Downturn of Housing Markets Hurting Financial Sector in U.S

There was a substantial slow down in the housing markets, which has been hitting the financial industry. The financial crisis of 2007-2010 also affected in the bursting of real estate bubbles around the world, which had begun in late 1990s.

The U.S housing market consists of construction, sale and resale of all residential properties across the nation. Any collapse of the U.S. Housing Bubble has a direct impact not only on home valuations, but the nation’s mortgage markets, real estate, home supply retail outlets, home builders, large institutional investors, and foreign banks which leads to the increasing the risk of a nationwide recession.

The worse conditions in the housing market can substantially impact mortgage companies such as lenders. If demand for the residential real estate falls, then obviously prices are likely to fall as well. Also, the poor conditions in the housing market might lead to a fall in interest rates, which would make each new loan, less profitable.

Companies like Countrywide Financial (CFC), Federal National Mortgage Association (FNM), Freddie Mac (FRE), Wells Fargo (WFC), Washington Mutual (WM) and other large companies in the residential mortgage market could be negatively impacted by a housing slump as the value of their mortgage portfolios decreases. Also, their revenues are directly linked to the housing markets.
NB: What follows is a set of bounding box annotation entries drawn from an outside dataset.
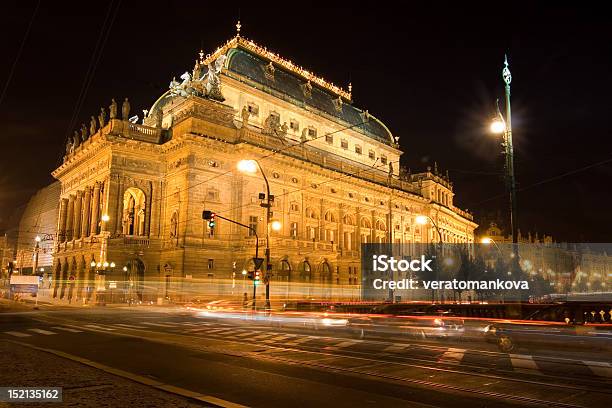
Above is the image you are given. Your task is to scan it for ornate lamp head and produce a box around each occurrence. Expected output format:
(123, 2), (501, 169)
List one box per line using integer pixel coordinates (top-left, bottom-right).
(502, 55), (512, 85)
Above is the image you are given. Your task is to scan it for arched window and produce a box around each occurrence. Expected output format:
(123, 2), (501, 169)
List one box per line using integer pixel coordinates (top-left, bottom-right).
(122, 187), (146, 235)
(321, 261), (331, 283)
(344, 214), (355, 225)
(361, 217), (372, 228)
(299, 261), (312, 282)
(306, 207), (319, 220)
(325, 211), (336, 222)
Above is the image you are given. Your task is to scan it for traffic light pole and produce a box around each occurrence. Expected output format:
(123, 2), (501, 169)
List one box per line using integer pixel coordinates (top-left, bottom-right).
(202, 214), (259, 310)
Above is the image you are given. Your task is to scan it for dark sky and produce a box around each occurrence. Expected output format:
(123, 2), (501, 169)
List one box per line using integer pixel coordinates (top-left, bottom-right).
(0, 1), (612, 242)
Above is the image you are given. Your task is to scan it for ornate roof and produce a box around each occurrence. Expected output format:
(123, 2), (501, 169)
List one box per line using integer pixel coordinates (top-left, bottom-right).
(215, 36), (394, 145)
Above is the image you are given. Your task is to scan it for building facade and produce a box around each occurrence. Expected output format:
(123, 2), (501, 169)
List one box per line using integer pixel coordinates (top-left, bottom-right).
(52, 35), (477, 301)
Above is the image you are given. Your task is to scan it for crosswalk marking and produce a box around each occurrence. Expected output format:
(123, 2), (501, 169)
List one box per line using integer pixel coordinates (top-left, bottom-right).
(115, 323), (146, 329)
(142, 322), (176, 327)
(4, 331), (32, 337)
(324, 340), (359, 350)
(53, 326), (83, 333)
(583, 361), (612, 378)
(251, 333), (272, 340)
(263, 334), (295, 343)
(510, 354), (538, 371)
(383, 343), (410, 351)
(285, 336), (316, 346)
(83, 324), (115, 331)
(28, 329), (57, 336)
(234, 331), (258, 338)
(439, 347), (466, 363)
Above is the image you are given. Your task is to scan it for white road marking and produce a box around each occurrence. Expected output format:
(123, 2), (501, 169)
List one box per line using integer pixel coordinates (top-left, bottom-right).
(4, 332), (32, 337)
(115, 323), (146, 329)
(83, 324), (115, 331)
(53, 326), (83, 333)
(509, 354), (538, 371)
(439, 347), (466, 364)
(324, 340), (359, 350)
(285, 336), (316, 346)
(263, 334), (295, 343)
(382, 343), (410, 351)
(28, 329), (57, 336)
(142, 322), (176, 327)
(583, 361), (612, 378)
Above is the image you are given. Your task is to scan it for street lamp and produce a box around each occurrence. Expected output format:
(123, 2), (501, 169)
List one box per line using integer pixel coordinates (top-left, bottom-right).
(490, 56), (518, 260)
(237, 160), (280, 309)
(414, 215), (443, 303)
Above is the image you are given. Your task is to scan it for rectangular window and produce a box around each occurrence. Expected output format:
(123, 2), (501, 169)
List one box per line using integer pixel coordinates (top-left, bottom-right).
(249, 215), (258, 237)
(289, 119), (300, 132)
(247, 102), (259, 116)
(206, 190), (219, 201)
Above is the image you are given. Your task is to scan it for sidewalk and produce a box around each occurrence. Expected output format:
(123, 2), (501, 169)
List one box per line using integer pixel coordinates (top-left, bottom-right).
(0, 341), (211, 408)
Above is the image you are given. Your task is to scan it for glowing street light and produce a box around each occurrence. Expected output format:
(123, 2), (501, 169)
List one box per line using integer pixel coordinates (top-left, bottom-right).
(236, 160), (272, 309)
(490, 119), (506, 134)
(237, 160), (258, 174)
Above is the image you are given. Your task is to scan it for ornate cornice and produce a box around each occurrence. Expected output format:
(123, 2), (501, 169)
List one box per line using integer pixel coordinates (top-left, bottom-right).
(200, 35), (352, 101)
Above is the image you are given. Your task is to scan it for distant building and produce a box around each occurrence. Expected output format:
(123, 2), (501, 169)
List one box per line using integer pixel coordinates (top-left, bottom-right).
(15, 182), (61, 275)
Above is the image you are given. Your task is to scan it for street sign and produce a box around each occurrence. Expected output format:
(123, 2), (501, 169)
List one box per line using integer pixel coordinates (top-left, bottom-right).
(253, 258), (263, 270)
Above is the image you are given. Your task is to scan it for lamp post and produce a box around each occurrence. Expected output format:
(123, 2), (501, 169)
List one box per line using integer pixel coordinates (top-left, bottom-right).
(480, 237), (502, 256)
(415, 215), (442, 303)
(491, 56), (518, 262)
(238, 160), (274, 310)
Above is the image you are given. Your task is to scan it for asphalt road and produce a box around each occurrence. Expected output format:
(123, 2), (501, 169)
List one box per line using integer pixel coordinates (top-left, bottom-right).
(0, 307), (612, 407)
Goldman Sachs Group (GS), Merrill Lynch (MER), Morgan Stanley (MS), Lehman Brothers and other investment banks are also harmed by the cause of housing slump. Most of these companies invest in the housing market either through purchasing secondary mortgages or investing in Mortgage Back Securities (MBS). Regardless, a severe housing slump is resulting in the lowering of interest-rate would impact on financial services firms of all types.